Use of Landmark Images in Advertising

By on September 19, 2019

Executive Summary of an article written by
Purvi Patel Albers and Tiffany Ferris, Haynes and Boone

Though landmark images are valuable visual assets in advertising campaigns, their use can raise serious legal concerns. They are often protectable under intellectual property laws, and unauthorized commercial use could rise to the level of infringement. One issue that could arise when using landmark images in advertising is potential trademark infringement. It may be tempting to think that using a landmark’s image in advertising couldn’t constitute infringement, and the leading U.S. case on this point, Rock & Roll Hall of Fame & Museum, Inc. v. Gentile Productions, makes it seem so. However, the facts of that case do not align with the facts that would be present in an action against advertising using a landmark’s image. Copyright problems can also exist if, for example, the building has a mural or sculptural element that is artistic.

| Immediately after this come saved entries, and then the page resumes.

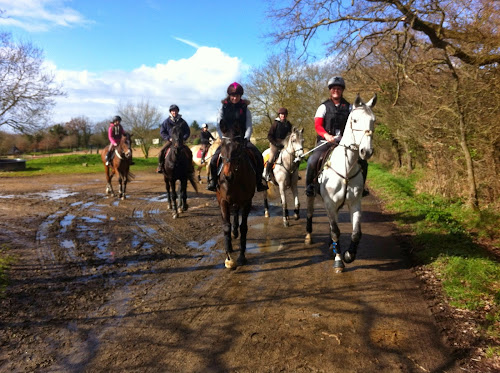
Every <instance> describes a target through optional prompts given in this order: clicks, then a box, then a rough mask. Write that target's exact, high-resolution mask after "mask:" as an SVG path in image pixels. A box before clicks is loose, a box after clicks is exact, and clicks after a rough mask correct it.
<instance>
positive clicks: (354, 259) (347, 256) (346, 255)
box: [343, 250, 356, 263]
mask: <svg viewBox="0 0 500 373" xmlns="http://www.w3.org/2000/svg"><path fill="white" fill-rule="evenodd" d="M343 257H344V262H346V263H352V262H354V260H355V259H356V251H353V252H350V251H349V250H347V251H346V252H345V253H344V255H343Z"/></svg>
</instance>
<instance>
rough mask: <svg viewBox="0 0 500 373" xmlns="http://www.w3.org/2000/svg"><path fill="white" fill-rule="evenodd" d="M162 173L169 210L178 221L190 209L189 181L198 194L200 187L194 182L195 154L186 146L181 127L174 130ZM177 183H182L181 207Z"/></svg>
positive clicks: (166, 155) (181, 184) (173, 216)
mask: <svg viewBox="0 0 500 373" xmlns="http://www.w3.org/2000/svg"><path fill="white" fill-rule="evenodd" d="M162 173H163V179H164V180H165V188H166V190H167V201H168V208H169V209H173V210H174V211H173V214H172V216H173V218H174V219H176V218H177V217H178V216H179V213H180V212H183V211H186V210H187V209H188V204H187V182H188V180H189V181H190V182H191V185H192V186H193V188H194V190H195V191H196V193H198V186H197V185H196V183H195V181H194V169H193V153H191V150H190V149H189V148H188V147H187V146H186V145H184V139H183V137H182V133H181V127H180V126H174V128H173V129H172V144H171V145H170V147H169V148H168V150H167V152H166V154H165V162H164V164H163V169H162ZM176 181H179V182H180V187H179V205H177V191H176V189H175V183H176ZM170 191H172V196H171V195H170Z"/></svg>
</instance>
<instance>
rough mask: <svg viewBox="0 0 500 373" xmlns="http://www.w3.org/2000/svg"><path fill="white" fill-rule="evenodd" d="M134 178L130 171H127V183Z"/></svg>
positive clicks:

Savvy marketers will adhere to the following best practices to mitigate and manage risks involved with a landmark campaign. Conduct a clearance process to provide an idea of whether someone could successfully enforce rights in a building image against you, the likelihood that someone would attempt to enforce, and a general idea of potential consequences. Compare your risk tolerance to the risks of using the landmark. Mitigate risks if necessary by obtaining a license and/or revising the image as a skyline.

With proper planning and mitigation strategies, using landmark images in advertising and promotional campaigns can be a valuable tool to connect with consumers.